Il figlio di Fabrizio Ceppi: “Molto deluso dal DFAE”

Per il secondo ticinese rientrato, Fabrizio Ceppi, a parlare al microfono di SEIDISERA è il figlio: “Sta bene, relativamente, nel senso che a lui diabetico in prigione hanno subito ritirato le insuline. A parte questo dettaglio sono molto contento del traguardo che hanno raggiunto, benché abbiano passato due giorni di inferno”.

Parole critiche vengono rivolte dal famigliare al DFAE: “Non abbiamo ricevuto nessun comunicato dal Dipartimento degli affari esteri. Penso a mia madre: almeno una telefonata per dire che si occupano delle persone sarebbe stato, penso, il minimo”. Ma anche, ha proseguito, “su quello che hanno fatto giù in Israele sono estremamente deluso. Penso che non abbiano fatto il necessario, soprattutto il primo giorno”. E cosi ha concluso: “Sono molto deluso, perché la Svizzera si proclama sempre grande diplomatica. È sempre molto pronta contro le ingiustizie.

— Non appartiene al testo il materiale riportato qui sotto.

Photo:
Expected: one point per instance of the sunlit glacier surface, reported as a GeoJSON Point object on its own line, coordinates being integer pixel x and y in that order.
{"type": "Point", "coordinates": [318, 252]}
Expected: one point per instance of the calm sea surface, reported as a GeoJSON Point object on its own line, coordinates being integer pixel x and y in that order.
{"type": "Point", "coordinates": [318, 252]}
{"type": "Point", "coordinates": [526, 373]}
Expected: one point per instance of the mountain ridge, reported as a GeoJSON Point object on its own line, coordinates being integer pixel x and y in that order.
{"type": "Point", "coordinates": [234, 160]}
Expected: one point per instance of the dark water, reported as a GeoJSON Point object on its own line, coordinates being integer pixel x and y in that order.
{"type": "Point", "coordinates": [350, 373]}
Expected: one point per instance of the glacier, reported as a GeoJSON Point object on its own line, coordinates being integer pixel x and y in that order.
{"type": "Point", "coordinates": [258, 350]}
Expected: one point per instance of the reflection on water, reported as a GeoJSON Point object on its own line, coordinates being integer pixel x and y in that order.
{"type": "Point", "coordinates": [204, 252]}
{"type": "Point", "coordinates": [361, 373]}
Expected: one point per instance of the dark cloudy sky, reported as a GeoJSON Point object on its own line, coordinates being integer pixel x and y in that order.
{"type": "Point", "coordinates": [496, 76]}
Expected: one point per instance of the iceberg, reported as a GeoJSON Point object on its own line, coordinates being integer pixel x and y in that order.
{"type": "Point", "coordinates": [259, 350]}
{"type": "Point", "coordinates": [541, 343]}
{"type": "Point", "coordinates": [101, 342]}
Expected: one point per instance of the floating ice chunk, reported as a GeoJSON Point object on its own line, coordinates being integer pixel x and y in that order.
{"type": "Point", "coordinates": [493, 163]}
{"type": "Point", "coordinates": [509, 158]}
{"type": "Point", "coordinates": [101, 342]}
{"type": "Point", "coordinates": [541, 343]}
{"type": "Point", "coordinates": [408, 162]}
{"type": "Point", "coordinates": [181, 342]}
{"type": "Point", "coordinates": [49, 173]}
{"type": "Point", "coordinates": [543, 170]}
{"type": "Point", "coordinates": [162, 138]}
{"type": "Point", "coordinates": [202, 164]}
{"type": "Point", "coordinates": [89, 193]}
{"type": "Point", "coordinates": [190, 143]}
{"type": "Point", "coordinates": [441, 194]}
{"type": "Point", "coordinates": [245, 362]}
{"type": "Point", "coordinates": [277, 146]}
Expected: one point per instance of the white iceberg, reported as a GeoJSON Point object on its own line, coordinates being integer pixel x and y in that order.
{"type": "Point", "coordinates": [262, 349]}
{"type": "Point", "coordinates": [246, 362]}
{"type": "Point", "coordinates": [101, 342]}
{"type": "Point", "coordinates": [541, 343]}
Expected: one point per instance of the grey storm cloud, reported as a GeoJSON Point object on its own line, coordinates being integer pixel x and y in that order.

Nel caso di questa ingiustizia enorme, secondo me, avrebbero dovuto veramente fare molto di più”.

Berna respinge le accuse: “Non abbiamo fatto il minimo”

Gli attivisti della Flotilla hanno criticato la Svizzera che, a loro dire, avrebbe fatto soltanto il minimo. La stessa associazione Waves of Freedom, che rappresenta le delegazioni nazionali nella missione, in un comunicato diffuso domenica sera, ha lodato la generosità della Turchia, che “ha noleggiato un aereo per riportarli a casa e ha fornito loro vitto e alloggio a Istanbul”. Criticando invece i rappresentanti elvetici: “A Istanbul, il Console generale svizzero si è limitato a prestare 40 euro a ogni persona, una somma che dovrà essere restituita, con una tassa amministrativa di 150 franchi. Questo gesto è stato considerato meschino, indecente e irresponsabile”, afferma l’associazione. “È in netto contrasto con il sostegno concreto e la solidarietà offerti dalla Turchia”.

Critiche che Marianne Jenni, responsabile della Direzione consolare a Berna, respinge: “Di certo non abbiamo fatto soltanto il minimo”, afferma, intervistata dal Telegiornale. “Nelle ultime settimane e negli ultimi giorni siamo stati molto attivi. Abbiamo ricordato alle autorità israeliane che devono rispettare i diritti fondamentali dei detenuti. L’ambasciata svizzera ha visitato gli attivisti due volte in carcere. E siamo sempre stati in contatto con l’organizzazione Waves of Freedom e con gli avvocati sulle ultime informazioni in nostro possesso”.

Un impegno che la funzionaria federale garantisce anche per i dieci svizzeri ancora in attesa di rimpatrio: “Stanno tutto sommato bene tenuto conto delle circostanze e del fatto che si trovano in una prigione. Lavoreremo intensamente affinché possano tornare in Svizzera il più presto possibile”.